Build a Budget Ollama LLM Server from a Dell T430 and an NVIDIA M40

Here is how I built a budget LLM server using an older PowerEdge tower server and an older NVIDIA server GPU. For this project, I used an older T430 server paired with a Tesla M40 GPU. I ran Proxmox as the hypervisor and Ollama ran on Ubuntu as a VM.

What is an LLM?

A Large Language Model (LLM) is a type of artificial intelligence model trained on large amounts of text data. These models are designed to understand and generate human-like language. This makes them incredibly powerful for tasks like answering questions, summarizing information, and generating text LLMs like GPT, LLaMA, and similar models rely on deep learning techniques and require significant computational power.

First Attempt

Before I got the T430 server, I was running Ollama in my existing Proxmox cluster on R620s. Even with 40 CPUs, the models still only produced 2-4 tokens/s. I purchased a used Tesla M40 12GB GPU and a K80 24GB GPU off eBay. For LLMs, GPU perform far better than CPUs. When the GPUs arrived, I connected them to one of my R620s. I didn’t have much luck with GPU passthrough to Proxmox so I attempted bare metal without any luck either.

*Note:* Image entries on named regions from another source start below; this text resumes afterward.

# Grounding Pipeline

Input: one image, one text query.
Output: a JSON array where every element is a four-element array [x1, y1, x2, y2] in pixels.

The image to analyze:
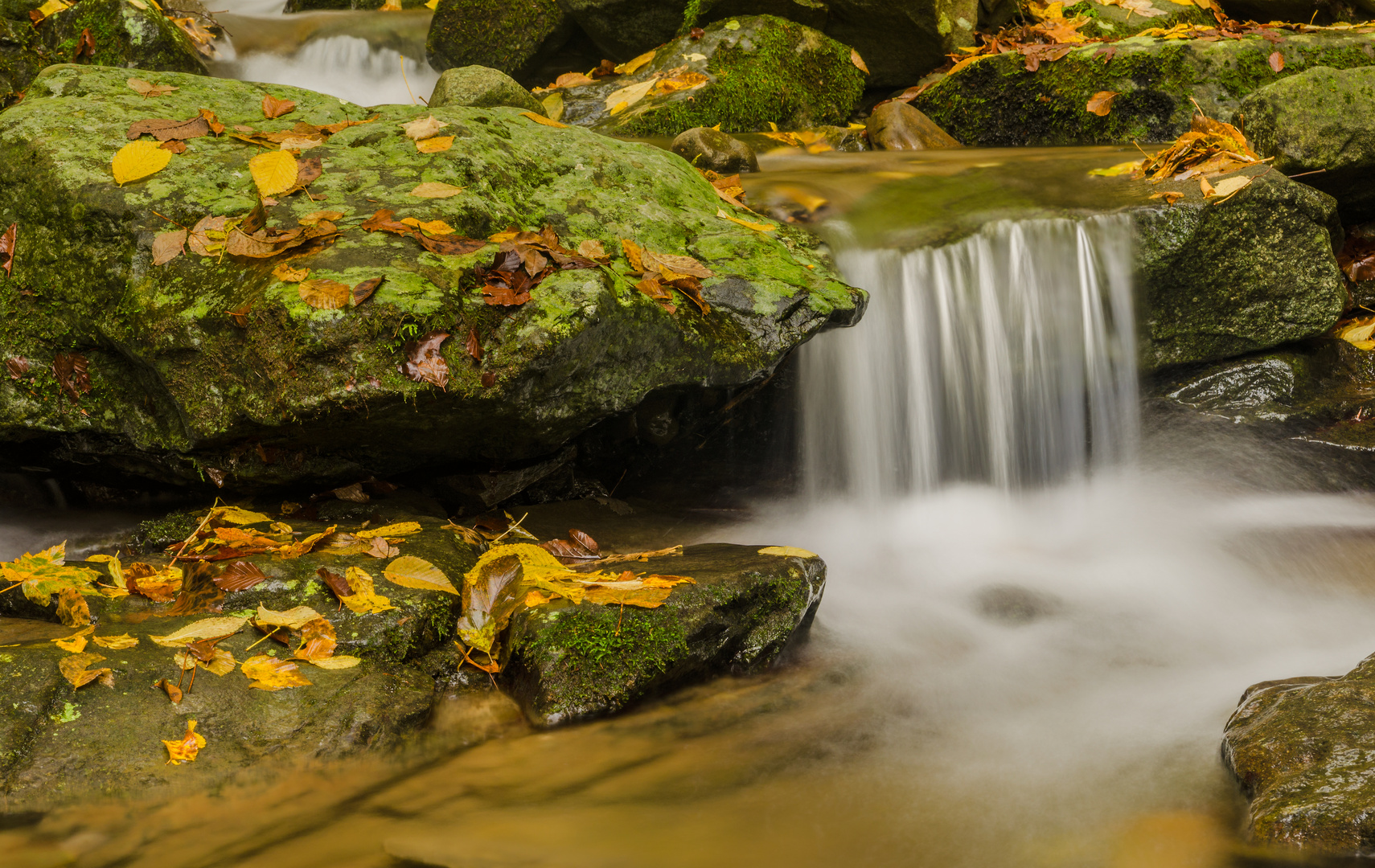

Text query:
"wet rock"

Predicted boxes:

I also knew this wouldn’t be permanent since the 2 slot GPU wouldn’t fit in the 1U server anyway. As chance would have it, I stumbled upon a T430 server for free.

Why Use a GPU over a CPU?

GPUs are heavily favored over CPUs for running LLMs because of their architecture. GPUs are designed to handle thousands of simple, parallel operations at once, which makes them perfect for the matrix calculations and tensor operations that deep learning models rely on. CPUs, on the other hand, are optimized for sequential, complex tasks and have far fewer cores. This difference means that GPUs can train and infer models at a fraction of the time it would take a CPU — making them essential for practical use of large language models.

Hardware

The Dell PowerEdge T430 shown here was manufactured in 2015. It uses DDR4 RAM and is a dual CPU socket. Since I’ll mainly be using the GPU for LLMs, I opted to only run a single CPU. I had a slightly better CPU (Xeon E5-2620) in a spare R630, so I put that in. I also added 4 sticks of 32GB RAM giving me a whopping 128GB. Threw in a couple SSDs for the OS and to hold the VMs.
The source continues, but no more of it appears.